La tâche du détective consistait à reconstruire l'histoire à partir de signes, d'indices infimes, de minuscules fossiles. Ces traces étaient à la fois des voies à suivre et des vestiges, des pistes à remonter jusqu'à un tangible événement passé — en l'occurrence un meurtre — et de menus débris, souvenirs de cet événement. Comme les chercheurs en histoire naturelle et les archéologues de ce milieu du dix-neuvième siècle, Whicher s'efforçait de reconstituer un scénario qui recollât ensemble les fragments qu'il avait trouvés. La chemise de nuit était son chaînon manquant, un objet imaginé étayant la pertinence de ses autres découvertes, l'équivalent du squelette qui faisait défaut à Darwin pour prouver que l'homme descendait bien du singe.

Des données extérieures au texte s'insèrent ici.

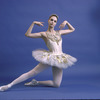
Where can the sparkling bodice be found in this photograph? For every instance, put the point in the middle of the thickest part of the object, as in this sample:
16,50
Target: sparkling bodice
54,43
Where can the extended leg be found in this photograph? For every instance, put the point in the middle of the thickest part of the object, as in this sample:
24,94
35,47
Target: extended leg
57,78
40,67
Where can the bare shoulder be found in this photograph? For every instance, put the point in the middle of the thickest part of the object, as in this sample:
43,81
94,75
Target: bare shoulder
43,34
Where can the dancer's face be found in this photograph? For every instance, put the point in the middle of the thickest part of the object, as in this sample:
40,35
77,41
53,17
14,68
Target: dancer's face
52,21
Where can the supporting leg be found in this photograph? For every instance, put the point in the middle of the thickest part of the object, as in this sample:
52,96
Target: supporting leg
40,67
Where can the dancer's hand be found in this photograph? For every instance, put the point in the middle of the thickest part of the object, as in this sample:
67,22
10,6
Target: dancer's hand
62,25
38,23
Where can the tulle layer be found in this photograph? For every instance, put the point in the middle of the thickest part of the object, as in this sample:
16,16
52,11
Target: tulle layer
59,60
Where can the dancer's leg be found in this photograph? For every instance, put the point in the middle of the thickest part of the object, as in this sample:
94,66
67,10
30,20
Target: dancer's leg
40,67
57,78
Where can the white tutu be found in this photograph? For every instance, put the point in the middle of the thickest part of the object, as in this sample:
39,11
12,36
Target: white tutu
59,60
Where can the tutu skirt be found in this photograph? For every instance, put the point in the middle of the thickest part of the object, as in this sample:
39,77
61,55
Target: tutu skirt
58,60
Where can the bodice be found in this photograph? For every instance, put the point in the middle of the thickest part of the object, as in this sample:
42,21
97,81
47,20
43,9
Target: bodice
54,42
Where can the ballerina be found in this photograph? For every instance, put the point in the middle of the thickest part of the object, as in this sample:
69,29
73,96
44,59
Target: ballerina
54,57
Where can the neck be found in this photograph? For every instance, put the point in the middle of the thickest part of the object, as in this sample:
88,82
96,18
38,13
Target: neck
50,29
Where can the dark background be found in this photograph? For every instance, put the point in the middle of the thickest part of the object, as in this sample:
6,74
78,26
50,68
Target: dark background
16,16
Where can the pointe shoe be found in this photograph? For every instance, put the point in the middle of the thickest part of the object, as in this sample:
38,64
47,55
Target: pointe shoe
32,83
4,88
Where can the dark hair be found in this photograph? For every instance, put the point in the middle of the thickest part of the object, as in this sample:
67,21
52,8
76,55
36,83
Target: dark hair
53,15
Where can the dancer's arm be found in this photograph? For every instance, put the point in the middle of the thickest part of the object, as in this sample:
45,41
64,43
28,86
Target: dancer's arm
34,35
66,31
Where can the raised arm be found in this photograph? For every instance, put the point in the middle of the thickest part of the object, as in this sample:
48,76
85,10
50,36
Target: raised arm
66,31
34,35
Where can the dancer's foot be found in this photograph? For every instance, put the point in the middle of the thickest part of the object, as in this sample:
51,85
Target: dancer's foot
32,83
4,88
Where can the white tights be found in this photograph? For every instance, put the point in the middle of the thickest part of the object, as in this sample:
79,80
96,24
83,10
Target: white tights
57,77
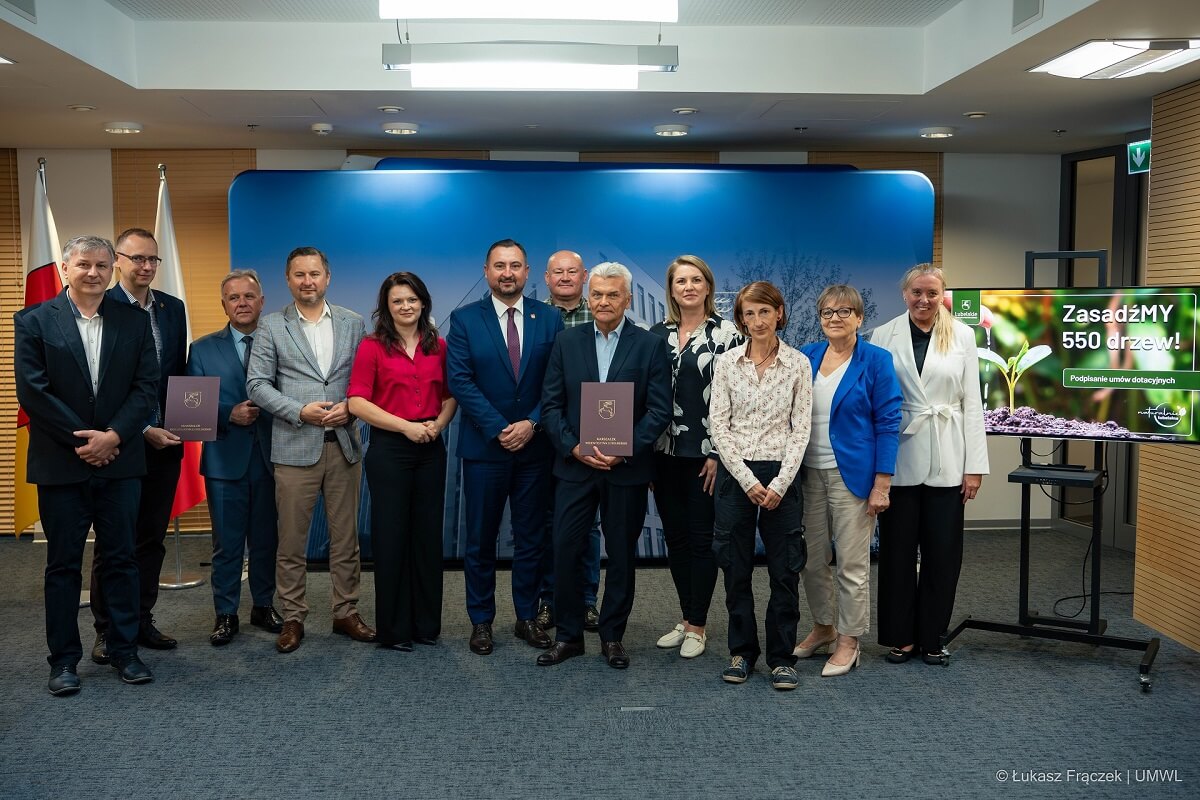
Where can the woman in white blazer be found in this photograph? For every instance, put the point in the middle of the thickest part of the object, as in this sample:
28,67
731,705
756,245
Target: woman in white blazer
940,464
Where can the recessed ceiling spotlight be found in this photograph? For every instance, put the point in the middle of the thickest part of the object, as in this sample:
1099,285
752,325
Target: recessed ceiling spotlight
936,133
671,130
401,128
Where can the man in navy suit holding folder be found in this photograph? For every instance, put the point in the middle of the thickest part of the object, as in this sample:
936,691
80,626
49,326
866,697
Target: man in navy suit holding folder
237,467
496,359
611,348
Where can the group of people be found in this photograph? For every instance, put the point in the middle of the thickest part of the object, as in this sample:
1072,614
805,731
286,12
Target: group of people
733,429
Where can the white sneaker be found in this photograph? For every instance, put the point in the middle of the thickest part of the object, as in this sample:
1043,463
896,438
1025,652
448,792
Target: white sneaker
672,638
693,644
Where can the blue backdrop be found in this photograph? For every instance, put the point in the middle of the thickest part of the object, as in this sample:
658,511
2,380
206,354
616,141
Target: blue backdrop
799,227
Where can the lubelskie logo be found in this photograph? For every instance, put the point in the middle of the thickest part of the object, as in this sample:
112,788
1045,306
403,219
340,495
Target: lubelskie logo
1164,416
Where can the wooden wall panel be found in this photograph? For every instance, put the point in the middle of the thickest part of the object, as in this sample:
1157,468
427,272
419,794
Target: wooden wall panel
12,299
199,187
1167,561
927,163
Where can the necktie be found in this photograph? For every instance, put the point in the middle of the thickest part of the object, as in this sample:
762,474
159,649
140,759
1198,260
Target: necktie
246,341
514,343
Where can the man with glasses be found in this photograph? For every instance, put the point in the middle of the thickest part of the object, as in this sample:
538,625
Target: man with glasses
565,278
137,264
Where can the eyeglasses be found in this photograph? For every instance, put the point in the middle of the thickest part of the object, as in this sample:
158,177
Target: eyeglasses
142,260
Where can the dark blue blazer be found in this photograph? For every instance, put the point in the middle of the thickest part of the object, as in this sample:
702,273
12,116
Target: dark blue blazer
173,330
480,376
864,420
228,457
640,358
54,389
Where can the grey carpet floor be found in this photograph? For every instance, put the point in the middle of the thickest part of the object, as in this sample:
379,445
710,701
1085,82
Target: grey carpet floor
345,720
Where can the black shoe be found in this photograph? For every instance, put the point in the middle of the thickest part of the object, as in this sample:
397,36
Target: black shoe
267,618
100,649
615,654
64,680
532,633
559,653
151,637
223,630
132,671
481,639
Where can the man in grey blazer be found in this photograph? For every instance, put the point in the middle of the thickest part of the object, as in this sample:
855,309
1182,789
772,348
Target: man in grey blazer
298,373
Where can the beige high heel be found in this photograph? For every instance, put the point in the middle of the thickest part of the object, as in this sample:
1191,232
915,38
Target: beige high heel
833,671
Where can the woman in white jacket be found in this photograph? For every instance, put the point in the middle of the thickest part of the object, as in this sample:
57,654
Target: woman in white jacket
940,465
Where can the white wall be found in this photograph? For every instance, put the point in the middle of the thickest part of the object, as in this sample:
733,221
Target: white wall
997,206
79,185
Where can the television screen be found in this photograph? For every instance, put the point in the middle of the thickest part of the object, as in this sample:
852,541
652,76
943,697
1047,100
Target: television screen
1107,364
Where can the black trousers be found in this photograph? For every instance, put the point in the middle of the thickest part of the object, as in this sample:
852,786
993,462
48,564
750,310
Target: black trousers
622,517
917,609
154,513
407,482
67,512
688,515
783,537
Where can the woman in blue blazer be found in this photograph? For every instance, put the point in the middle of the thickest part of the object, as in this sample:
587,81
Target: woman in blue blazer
846,475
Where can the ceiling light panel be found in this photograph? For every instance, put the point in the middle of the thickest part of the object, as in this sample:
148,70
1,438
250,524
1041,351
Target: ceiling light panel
652,11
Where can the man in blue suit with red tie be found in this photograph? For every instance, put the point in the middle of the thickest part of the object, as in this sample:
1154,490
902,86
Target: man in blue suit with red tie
496,358
137,264
237,467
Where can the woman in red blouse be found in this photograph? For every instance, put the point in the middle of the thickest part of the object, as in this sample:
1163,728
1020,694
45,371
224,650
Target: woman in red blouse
399,388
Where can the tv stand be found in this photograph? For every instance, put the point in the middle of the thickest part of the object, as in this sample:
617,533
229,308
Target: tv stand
1029,623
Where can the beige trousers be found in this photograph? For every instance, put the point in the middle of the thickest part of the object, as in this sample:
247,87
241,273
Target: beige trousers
295,494
832,513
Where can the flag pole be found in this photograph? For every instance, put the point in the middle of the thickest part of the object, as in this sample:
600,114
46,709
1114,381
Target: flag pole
189,579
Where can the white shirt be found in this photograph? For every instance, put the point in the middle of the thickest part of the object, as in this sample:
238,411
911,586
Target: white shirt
820,452
91,331
761,419
321,337
502,313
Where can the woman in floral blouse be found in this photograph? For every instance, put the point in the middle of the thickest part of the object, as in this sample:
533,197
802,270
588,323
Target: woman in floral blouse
685,461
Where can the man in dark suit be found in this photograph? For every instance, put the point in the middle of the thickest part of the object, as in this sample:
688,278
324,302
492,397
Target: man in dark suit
237,467
87,377
496,359
609,349
137,264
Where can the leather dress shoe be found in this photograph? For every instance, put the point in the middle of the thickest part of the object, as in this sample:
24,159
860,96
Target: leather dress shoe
132,671
267,618
151,637
223,631
481,639
532,632
354,627
615,654
100,649
64,680
291,636
559,651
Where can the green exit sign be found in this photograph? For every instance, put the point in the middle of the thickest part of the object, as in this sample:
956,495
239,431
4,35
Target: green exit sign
1138,156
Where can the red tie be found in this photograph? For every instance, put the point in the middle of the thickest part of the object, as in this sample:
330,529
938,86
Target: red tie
514,343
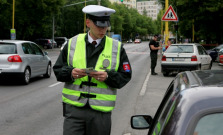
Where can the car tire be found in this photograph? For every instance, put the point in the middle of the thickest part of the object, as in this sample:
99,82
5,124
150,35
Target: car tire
48,71
26,76
165,73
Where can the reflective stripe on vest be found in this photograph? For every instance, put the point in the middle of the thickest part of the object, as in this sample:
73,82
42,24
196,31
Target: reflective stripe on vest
105,96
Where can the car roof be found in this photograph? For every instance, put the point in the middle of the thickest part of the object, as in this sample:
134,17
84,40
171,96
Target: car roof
14,41
187,44
192,104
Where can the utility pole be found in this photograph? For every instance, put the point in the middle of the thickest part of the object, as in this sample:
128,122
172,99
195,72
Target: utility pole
166,24
12,31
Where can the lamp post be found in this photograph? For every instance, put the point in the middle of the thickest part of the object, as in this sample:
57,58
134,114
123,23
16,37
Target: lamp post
166,24
12,31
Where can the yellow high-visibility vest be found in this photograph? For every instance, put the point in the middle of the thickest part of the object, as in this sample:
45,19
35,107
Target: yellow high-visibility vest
100,96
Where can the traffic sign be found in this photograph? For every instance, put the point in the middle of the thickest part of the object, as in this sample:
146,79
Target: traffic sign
170,15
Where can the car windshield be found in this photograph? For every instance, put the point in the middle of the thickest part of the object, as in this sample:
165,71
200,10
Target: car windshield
180,49
7,49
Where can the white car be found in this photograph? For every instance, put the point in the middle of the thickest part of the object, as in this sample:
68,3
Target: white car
22,60
185,57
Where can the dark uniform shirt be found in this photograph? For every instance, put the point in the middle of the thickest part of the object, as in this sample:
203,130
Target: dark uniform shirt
115,79
156,44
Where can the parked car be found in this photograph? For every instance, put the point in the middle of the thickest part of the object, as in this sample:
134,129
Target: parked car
60,41
137,41
23,60
214,52
45,43
54,43
192,105
183,57
129,41
220,52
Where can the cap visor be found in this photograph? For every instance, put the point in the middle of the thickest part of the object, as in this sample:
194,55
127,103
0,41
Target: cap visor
102,23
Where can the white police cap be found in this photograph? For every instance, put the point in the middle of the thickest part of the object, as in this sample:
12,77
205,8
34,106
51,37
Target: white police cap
98,14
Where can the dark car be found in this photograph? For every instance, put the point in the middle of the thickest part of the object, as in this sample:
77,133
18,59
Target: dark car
60,41
192,105
214,52
45,43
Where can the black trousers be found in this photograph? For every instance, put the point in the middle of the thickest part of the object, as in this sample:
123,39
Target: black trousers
153,57
85,121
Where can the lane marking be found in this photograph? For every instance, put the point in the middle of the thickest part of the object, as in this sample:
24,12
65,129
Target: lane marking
55,84
143,90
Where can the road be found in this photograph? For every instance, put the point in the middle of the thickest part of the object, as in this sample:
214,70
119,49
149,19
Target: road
36,109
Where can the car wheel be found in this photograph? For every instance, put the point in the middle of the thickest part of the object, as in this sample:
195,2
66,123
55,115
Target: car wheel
26,76
210,66
48,71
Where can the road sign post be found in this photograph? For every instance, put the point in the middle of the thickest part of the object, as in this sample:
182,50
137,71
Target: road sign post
169,15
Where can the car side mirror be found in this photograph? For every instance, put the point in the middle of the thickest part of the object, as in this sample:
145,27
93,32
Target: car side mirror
141,121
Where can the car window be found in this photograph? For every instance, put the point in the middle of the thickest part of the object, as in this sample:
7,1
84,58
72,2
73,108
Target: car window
180,49
210,125
163,110
36,49
27,49
7,48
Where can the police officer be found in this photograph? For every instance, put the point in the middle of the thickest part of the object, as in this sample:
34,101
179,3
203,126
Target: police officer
154,47
93,66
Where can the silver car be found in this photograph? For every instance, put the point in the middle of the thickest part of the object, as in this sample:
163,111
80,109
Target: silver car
23,60
185,57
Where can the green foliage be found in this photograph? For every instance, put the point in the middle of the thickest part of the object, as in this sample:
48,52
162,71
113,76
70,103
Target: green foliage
35,19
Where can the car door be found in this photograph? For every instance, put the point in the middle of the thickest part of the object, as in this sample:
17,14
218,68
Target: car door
205,58
201,57
30,58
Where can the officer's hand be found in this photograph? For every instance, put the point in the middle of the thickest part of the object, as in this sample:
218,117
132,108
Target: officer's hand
100,75
78,73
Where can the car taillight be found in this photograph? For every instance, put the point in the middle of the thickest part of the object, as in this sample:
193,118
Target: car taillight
14,58
194,58
164,58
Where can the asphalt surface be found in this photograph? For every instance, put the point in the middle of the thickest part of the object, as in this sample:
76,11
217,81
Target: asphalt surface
36,109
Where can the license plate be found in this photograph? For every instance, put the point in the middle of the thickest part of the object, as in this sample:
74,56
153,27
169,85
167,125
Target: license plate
178,59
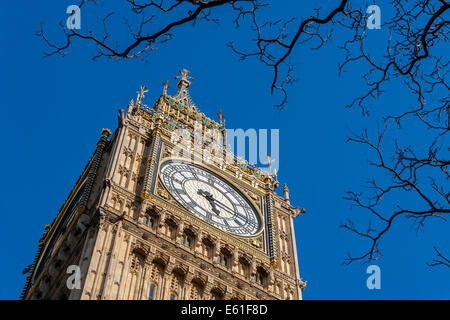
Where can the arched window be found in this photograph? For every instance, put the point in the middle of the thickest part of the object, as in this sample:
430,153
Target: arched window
149,220
224,257
244,267
171,229
216,294
151,294
187,238
207,248
260,277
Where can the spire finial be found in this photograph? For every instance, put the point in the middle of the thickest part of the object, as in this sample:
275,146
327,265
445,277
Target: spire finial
184,79
141,94
286,193
269,162
165,86
221,116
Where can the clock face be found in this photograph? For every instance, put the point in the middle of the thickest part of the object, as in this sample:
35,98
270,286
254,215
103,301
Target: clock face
210,197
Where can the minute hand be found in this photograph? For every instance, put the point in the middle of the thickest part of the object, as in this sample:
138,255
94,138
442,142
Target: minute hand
223,206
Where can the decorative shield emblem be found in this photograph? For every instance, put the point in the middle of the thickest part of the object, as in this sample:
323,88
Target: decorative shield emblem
171,126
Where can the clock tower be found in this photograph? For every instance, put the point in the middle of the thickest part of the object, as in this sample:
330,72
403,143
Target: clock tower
164,210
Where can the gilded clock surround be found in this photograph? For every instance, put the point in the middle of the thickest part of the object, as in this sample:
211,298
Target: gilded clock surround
126,232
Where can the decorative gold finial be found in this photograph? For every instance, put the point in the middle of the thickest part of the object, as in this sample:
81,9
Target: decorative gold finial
269,162
165,86
141,94
286,193
184,79
221,116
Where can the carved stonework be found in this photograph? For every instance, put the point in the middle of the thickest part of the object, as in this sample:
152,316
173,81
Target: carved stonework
131,237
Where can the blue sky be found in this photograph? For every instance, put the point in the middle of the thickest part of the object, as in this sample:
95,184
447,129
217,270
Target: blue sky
54,110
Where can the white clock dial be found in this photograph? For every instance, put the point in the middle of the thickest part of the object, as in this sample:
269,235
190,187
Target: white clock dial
210,197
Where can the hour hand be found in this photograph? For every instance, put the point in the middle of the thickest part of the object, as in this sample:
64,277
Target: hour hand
210,199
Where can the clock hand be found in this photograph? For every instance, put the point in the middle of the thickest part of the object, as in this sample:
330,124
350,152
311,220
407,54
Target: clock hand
224,207
210,199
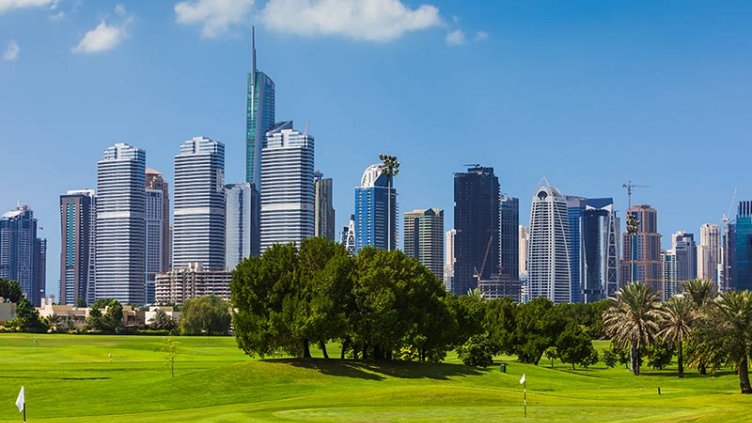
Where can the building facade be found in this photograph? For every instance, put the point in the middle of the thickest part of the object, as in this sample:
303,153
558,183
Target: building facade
179,285
199,210
121,225
424,238
548,259
323,209
375,202
78,214
476,220
241,223
22,254
642,250
287,197
260,105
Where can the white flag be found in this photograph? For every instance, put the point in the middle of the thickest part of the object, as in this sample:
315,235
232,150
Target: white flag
20,401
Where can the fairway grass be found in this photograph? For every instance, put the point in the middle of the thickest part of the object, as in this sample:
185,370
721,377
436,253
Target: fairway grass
76,378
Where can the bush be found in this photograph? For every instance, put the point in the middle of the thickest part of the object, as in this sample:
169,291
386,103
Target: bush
477,351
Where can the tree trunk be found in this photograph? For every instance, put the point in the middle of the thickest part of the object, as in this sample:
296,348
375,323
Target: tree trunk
744,376
322,345
306,349
680,359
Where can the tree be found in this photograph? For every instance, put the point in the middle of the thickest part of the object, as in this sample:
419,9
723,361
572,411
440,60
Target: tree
206,315
726,331
633,321
574,346
476,351
679,317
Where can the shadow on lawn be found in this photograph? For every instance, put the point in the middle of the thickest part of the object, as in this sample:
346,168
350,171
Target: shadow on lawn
379,370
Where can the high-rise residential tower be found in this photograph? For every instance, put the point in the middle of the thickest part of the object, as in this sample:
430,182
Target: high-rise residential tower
22,254
642,249
287,198
241,223
509,242
709,254
372,209
259,117
424,238
121,225
78,214
323,206
548,249
476,220
599,250
199,208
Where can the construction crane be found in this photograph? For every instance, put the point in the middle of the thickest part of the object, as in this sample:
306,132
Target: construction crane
478,274
629,186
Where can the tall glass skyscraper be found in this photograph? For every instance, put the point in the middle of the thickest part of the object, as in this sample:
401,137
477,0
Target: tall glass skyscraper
241,223
78,214
476,220
372,210
199,210
22,254
424,238
548,259
287,199
259,118
121,225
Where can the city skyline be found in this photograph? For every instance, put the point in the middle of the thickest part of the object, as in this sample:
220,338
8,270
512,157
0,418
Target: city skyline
600,102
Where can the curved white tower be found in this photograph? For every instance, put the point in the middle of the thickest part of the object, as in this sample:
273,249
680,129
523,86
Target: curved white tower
548,247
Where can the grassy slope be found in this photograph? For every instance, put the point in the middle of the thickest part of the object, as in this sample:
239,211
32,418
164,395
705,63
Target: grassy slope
70,379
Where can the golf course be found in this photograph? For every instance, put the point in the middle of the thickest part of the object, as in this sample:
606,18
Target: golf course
75,378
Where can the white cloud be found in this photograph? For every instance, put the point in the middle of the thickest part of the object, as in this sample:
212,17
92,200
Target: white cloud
367,20
455,38
6,5
216,17
11,51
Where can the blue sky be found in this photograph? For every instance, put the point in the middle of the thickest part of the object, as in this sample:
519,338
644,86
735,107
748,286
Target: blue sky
586,93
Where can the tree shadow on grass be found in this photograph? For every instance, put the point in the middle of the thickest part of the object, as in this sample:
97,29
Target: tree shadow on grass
373,370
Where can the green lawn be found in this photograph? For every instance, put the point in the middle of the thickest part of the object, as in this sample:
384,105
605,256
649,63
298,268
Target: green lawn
71,379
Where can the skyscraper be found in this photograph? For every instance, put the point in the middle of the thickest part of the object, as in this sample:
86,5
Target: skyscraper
241,223
323,206
78,214
157,230
121,225
642,250
287,199
449,259
509,243
372,210
22,254
259,117
199,215
548,249
476,220
599,250
424,238
742,254
709,253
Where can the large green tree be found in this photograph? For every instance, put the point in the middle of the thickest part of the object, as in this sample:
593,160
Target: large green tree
634,320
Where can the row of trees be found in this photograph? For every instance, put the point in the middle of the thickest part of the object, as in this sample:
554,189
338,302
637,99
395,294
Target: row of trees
707,328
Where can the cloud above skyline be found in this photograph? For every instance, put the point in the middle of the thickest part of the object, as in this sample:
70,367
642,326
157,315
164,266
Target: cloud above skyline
7,5
104,37
216,17
362,20
11,51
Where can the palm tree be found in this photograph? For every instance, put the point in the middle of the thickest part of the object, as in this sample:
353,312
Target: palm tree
726,332
677,325
633,321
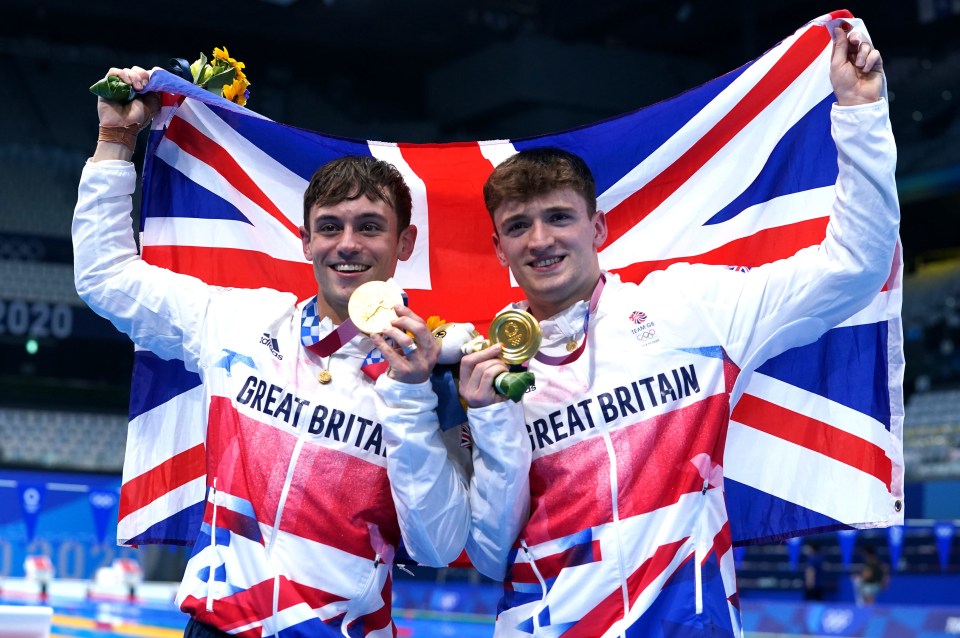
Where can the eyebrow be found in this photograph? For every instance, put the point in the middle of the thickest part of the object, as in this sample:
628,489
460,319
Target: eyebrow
360,219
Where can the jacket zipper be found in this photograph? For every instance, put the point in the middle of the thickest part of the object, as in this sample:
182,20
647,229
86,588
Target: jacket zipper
213,548
362,597
699,549
543,584
615,511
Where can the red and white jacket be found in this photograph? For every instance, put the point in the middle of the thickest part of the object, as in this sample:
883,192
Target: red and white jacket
310,487
627,531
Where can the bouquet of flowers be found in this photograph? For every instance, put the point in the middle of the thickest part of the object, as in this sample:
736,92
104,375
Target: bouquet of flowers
221,75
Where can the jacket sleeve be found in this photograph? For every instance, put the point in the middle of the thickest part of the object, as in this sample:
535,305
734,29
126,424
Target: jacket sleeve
500,487
791,302
158,309
429,489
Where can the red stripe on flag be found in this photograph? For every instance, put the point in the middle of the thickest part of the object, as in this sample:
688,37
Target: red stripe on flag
562,503
246,269
784,72
814,435
339,511
610,610
175,472
467,281
760,248
193,141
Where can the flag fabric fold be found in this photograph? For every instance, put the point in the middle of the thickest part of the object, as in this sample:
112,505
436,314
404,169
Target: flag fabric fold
737,172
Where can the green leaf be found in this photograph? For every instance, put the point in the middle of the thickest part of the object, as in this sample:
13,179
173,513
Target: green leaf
205,74
197,67
113,88
513,385
221,78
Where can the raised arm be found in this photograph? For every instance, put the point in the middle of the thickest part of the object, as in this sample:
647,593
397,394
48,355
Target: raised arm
429,489
500,486
159,310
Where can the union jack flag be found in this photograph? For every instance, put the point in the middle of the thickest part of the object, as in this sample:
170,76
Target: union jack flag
738,171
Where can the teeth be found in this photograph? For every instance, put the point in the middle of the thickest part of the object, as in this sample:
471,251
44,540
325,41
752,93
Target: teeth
543,263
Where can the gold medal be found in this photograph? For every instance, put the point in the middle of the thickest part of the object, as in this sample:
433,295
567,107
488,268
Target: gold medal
519,334
371,305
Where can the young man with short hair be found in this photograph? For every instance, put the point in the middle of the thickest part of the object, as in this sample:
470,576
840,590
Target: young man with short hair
314,470
627,532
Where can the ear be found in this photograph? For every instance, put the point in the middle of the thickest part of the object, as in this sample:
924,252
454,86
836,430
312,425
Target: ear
406,242
599,229
305,239
501,257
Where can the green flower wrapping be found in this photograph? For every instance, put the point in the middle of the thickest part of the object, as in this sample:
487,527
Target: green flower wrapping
513,384
221,75
113,88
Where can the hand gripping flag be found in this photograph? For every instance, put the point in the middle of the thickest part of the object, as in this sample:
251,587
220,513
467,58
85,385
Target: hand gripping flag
737,172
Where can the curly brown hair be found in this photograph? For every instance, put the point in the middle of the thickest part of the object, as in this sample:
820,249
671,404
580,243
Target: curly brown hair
353,176
538,171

Dickens compare les détectives aux astronomes Leverrier et Adams, qui, en 1846, ont découvert Neptune, simultanément et séparément, en observant des déviations dans l'Orbite d'Uranus. Selon lui, ces savants ont révélé une nouvelle planète tout aussi mystérieusement que les détectives ont mis au jour une nouvelle forme de crime. Dans son ouvrage sur Road Hill, Stapleton opère le même rapprochement : "Il fallait un instinct de détective, avivé par le génie, pour localiser infailliblement l'emplacement de cette planète manquante que nul œil ne pouvait voir et dont la position ne se pouvait déterminer que par les calculs de l'astronomie." Leverrier et Adams recueillirent leurs indices par l'observation, mais ils firent leur découverte par déduction, en conjecturant l'existence d'un astre à partir de son influence sur un autre corps céleste. Il s'agissait à la fois d'un travail de logique et d'imagination, comme la théorie de l'évolution de Darwin et celle de Whicher sur la chemise de nuit de Constance.
Kate Summerscale, L'affaire de Road Hill House, trad. Éric Chedaille, Paris, Christian Bourgois éditeur, 2008, p. 216-217.